Muitas pessoas negligenciam a segurança digital por falta de percepção de risco, buscando conveniência e confiando demais em métodos antiquados ou nas plataformas que utilizam, explica o diretor da TIVIT. "A subestimação das consequências de ataques cibernéticos e a desinformação também contribuem para essa negligência".
QUAIS SÃO OS NOSSOS PONTOS FRACOS?
Melo e Caferati citam alguns dos principais pontos fracos comportamentais que tornam as pessoas mais vulneráveis a
golpes.
- O desejo de levar vantagem ou ganância. Muitas vítimas caem em golpes, como o 'Pix premiado' e 'ofertas imperdíveis' porque acreditam estar diante de uma oportunidade imperdível. Por exemplo, como um produto com preço muito abaixo do mercado ou um investimento que promete lucros rápidos e garantidos. Essa sensação de estar fazendo um "grande negócio" pode obscurecer o julgamento crítico, impedindo a pessoa de perceber sinais claros de fraude.
- A falta de atenção para checagens. Golpistas sabem que, quando pressionam a vítima a agir rapidamente, reduzem suas chances de investigar a veracidade da situação. Um exemplo clássico são os golpes pelo WhatsApp, onde criminosos se passam por familiares desesperados pedindo dinheiro com urgência. Sem tempo para verificar, muitas vítimas realizam a transferência imediatamente.

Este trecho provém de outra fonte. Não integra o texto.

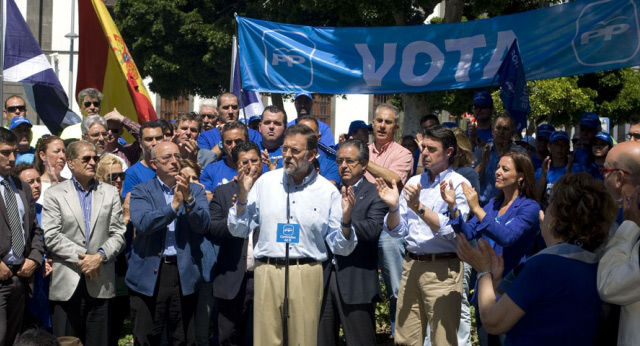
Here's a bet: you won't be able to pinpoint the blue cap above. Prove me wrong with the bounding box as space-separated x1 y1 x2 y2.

SOLIDARIEDADE E EMPATIA SENSIBILIZAM
Os advogados acrescentam ainda os seguintes alertas:
- Empatia e solidariedade: falsas campanhas de doação, como a australiana Belle fez entre seus admiradores, sensibilizam as pessoas para ajudar causas sociais ou vítimas de tragédias.

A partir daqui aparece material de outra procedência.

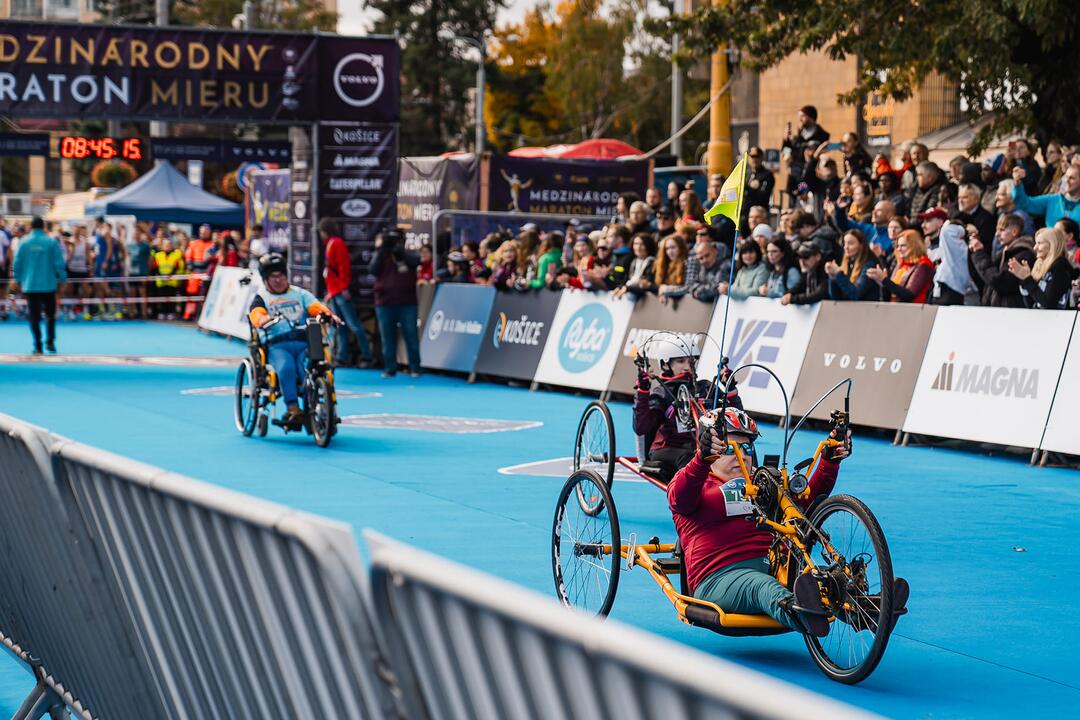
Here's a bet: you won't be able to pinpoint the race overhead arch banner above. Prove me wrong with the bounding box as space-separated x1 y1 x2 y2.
1039 313 1080 454
535 290 634 391
0 21 401 124
420 283 495 372
792 300 937 430
698 298 821 416
904 307 1076 448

- O medo de perder algo e a urgência: mensagens falsas sobre contas bloqueadas, dívidas inexistentes ou problemas bancários levam as vítimas a agir sem pensar. O medo vem de pensamentos como"seu nome está negativado", "última chance para resgatar seu prêmio" ou "seu banco identificou uma compra suspeita, confirme agora". Essas condições fazem com que a vítima tome decisões impulsivas para evitar prejuízos ou supostas penalidades.
- Curiosidade e impulsividade: links falsos em mensagens de WhatsApp ou e-mails que prometem informações bombásticas geram cliques sem verificação.

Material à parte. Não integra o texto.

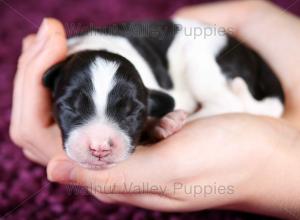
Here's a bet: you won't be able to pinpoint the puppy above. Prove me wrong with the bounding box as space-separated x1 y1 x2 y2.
43 19 284 168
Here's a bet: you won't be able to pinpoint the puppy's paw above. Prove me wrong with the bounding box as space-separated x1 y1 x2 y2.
154 110 188 139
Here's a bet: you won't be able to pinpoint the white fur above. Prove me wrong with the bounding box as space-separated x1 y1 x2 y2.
65 58 132 168
90 58 119 119
167 18 283 120
68 32 159 89
68 18 283 123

Situações como essas explicam a razão de golpes como os aplicados por Belle Gibson - muitos deles antigos e outros, mais recentes, facilitados por recursos tecnológicos - ainda fazem tantas vítimas. A partir de agora, ao entender os seus pontos fracos, é possível aumentar os cuidados e diminuir a chance de engolir a isca.